Hi y'all. Been working on the CSS engine and a debug system for it.
Here's a little video of that + some live UI editing.
This system is not unlike Chrome Dev Tools, but I also added zoom and UI resize to check for pixel-level errors and responsive behaviours. You can browse the html tree (not DOM!) to see how the selected element is drawn, which is very useful for debugging (helps to see how child-elements affect the parent's size, how wrapping works etc.)
I can also select the tree node and trigger a break on it inside the enigne. Super useful.
It's a lot of work to implement the CSS engine. I literally have to decipher the spec paragraph-by-paragraph using an intermediate representation.
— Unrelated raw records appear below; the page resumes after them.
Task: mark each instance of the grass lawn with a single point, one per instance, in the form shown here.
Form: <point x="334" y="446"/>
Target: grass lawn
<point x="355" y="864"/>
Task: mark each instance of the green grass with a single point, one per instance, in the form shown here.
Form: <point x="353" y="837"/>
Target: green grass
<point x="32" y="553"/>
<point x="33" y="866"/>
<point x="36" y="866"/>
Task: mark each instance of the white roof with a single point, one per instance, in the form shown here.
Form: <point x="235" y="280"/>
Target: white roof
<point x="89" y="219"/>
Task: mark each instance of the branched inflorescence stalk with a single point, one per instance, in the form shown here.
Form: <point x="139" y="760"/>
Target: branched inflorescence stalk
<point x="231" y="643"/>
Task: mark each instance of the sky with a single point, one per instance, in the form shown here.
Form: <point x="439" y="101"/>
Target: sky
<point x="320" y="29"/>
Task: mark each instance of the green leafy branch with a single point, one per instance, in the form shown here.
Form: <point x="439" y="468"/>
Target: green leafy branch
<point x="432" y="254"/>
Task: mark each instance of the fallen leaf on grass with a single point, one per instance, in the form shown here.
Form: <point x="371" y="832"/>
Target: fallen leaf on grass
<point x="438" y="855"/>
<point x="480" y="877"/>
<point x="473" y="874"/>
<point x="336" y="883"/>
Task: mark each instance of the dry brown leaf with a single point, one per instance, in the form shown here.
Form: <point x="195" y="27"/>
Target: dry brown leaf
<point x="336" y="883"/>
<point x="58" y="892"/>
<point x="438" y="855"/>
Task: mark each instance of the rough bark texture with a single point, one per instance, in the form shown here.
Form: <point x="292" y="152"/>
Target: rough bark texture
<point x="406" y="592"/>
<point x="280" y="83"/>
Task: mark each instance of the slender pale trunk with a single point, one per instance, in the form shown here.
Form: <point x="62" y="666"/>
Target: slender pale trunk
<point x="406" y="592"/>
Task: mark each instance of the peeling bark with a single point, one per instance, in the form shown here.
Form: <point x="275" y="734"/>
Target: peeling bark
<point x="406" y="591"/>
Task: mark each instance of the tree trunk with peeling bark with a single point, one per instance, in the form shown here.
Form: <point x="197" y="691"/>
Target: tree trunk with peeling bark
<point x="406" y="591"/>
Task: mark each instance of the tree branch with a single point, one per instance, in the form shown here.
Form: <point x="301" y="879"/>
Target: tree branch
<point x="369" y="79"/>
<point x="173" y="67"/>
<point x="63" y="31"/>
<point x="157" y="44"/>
Also, at first I wanted to use my engine for all the CSS rules. But is was bad. I had to add workarounds to make CSS's way of doing things work, which contaminated my API with unnecessary things. Also the resulting CSS behaviour was not really 100% adhering to the spec, which would have caused compatibility issues in the future. Also it was harder to debug. CSS uses its own nomenclature like "line-boxes", "block context" etc. etc. And I had to reinterpret all those things in terms of my engine API, which made the implementation and debugging much, much harder.
And thus I gave up and decided to have 2 completely independent engines. That had 2 consequences. I had to finally admit that I am making a full-on web browser. And secondly - (which is a good thing) I eliminated a bunch of complexity and got rid of the Janus problem. For example, with a single engine, if I move/resize an object with mouse I had to translate its properties each frame to the language of CSS (position became top/left coordinate etc.) and vice-versa: if I open a CSS properties editor and set a "top" value to 10px - these changes would have to be applied to my engine object.
It was not good. There were these priority and synchronization issues all the time. And now I'm just editing html/css always.
So this is where I'm at. There's a lot of work, and I'm slooooowly moving forward.
Since html and css seem quite complicated to get right, did you consider creating your own spec/format/architecture to better fit your needs ? Do you have a requirement for this tool to work with html and css ?
Yes, from the beginning I wanted to avoid the direct implementation of css, so I ended up with a reasonable layout engine. Also we might want to add more target layout formats in the future (like mobile UI) or extend the app to be more like a regular 2d/CAD editor, so we wanted to keep a simple general-purpose engine, not heavily influenced by CSS-like stuff.
And yes, for current version, one of the main requirements is good compatibility with the CSS spec. So I decided to have 2 separate engines.
One - exact css implementation. And another - for everything else: debug UI, non-html UI elements. Possibly some objects that dont have to be dispalyed with the css engine (like vector shapes maybe?)